Die aktuelle Gewerkschaftsbewegung nutzt Organizing u. a. in Krankenhäusern, in der Gastronomie, im Reinigungs- und Sicherheitsgewerbe. Die Gewerkschaftsarbeit entwickelt durch Organizing neue Kraft, die Gewerkschaften selbst erneuern und verändern sich.

Erfahrungen austauschen, zusammen handeln – gewerkschaftliches Organizing bei ver.di

Die ökonomischen Verhältnisse haben sich verändert: Outsourcing und Verlegung ganzer Produktionszweige in andere Länder stehen auf der Tagesordnung. Die Kernbelegschaften werden reduziert, der prekäre Sektor wird massiv ausgebaut. Die traditionelle gewerkschaftliche Hausmacht ist massiv beeinträchtigt, Ausmaß und Stringenz des Abbaus von Mitbestimmungs- und Organisierungsrechten sind schockierend.

Andererseits sind viele Probleme der Gewerkschaften hausgemacht: Lange Zeit haben sich Gewerkschaften in Deutschland nicht für die Arbeiter/innen interessiert und sich ganz auf ihre Hausmacht aus weißen, männlichen Facharbeitern konzentriert. Man ging, bei der Kernbelegschaft zu Recht, davon aus, dass die Gewerkschaft oder der Betriebsrat es im Betrieb oder bei den Tarifverhandlungen schon richten werde. Das hat generell zu einer Stellvertreter-Mentalität geführt – auch wenn es sicherlich Beispiele für aktive und lebendige Betriebsstrukturen mit vielen selbstbewussten Vertrauensleuten gibt. Und gegen solche aktive Gewerkschafter/innen richten sich viele aktuelle Angriffe. Seit längerem gehört eine Gewerkschaftsmitgliedschaft nicht mehr selbstverständlich zur Erwerbsbiografie.

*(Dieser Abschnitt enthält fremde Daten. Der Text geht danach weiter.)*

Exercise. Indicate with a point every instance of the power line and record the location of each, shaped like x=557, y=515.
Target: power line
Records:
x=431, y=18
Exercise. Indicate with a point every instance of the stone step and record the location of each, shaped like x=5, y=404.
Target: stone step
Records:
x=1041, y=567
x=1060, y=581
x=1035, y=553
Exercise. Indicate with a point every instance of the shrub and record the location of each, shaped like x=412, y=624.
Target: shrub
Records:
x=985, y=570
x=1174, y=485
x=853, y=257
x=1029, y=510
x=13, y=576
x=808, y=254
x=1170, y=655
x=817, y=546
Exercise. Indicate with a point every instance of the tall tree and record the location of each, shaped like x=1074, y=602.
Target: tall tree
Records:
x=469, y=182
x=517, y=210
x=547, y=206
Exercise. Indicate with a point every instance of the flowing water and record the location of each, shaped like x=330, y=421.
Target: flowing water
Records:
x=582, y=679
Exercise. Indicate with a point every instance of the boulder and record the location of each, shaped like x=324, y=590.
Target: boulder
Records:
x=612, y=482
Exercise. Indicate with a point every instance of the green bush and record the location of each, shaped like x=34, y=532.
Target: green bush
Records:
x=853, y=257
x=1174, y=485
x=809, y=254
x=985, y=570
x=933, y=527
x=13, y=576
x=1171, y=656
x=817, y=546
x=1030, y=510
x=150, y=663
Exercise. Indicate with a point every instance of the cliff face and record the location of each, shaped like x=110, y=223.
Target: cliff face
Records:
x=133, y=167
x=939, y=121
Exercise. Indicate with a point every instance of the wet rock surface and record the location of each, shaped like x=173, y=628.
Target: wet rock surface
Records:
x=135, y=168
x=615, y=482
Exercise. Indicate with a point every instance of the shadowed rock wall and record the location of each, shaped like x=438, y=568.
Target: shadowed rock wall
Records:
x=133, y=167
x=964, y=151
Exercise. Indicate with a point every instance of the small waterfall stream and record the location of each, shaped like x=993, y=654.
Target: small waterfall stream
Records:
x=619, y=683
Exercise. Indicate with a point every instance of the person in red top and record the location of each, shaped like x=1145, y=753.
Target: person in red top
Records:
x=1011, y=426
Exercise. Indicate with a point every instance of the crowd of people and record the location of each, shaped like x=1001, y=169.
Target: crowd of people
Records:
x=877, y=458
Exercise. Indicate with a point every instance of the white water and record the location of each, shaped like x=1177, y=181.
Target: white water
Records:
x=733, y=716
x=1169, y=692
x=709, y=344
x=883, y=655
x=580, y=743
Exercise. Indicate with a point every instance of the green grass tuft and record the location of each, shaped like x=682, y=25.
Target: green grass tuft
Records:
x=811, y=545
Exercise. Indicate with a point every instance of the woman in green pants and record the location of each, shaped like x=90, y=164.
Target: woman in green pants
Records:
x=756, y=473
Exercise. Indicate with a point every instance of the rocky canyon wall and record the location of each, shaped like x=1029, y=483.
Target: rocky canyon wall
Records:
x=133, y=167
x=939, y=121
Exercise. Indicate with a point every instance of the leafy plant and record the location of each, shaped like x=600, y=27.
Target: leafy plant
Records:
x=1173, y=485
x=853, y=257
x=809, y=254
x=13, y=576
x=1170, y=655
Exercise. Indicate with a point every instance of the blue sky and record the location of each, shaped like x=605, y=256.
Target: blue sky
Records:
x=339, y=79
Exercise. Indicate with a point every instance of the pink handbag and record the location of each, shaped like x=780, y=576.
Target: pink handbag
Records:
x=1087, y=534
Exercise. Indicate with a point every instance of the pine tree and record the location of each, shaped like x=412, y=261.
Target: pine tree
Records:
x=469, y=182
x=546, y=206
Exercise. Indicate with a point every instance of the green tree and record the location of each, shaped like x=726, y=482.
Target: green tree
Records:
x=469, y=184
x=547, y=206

Die Gewerkschaften müss(t)en ihre emanzipatorische Funktion, die ihnen schon Karl Marx zugesprochen hat, ausfüllen und den Arbeiter/innen der ganzen Gesellschaft – etwa auch die Kolleg/innen ohne Papiere – die Möglichkeit geben, sich zu organisieren, zu lernen und gemeinsam zu handeln. Und das auch international, was angesichts der Outsourcing-Strategie der Arbeitgeber absolut notwendig ist.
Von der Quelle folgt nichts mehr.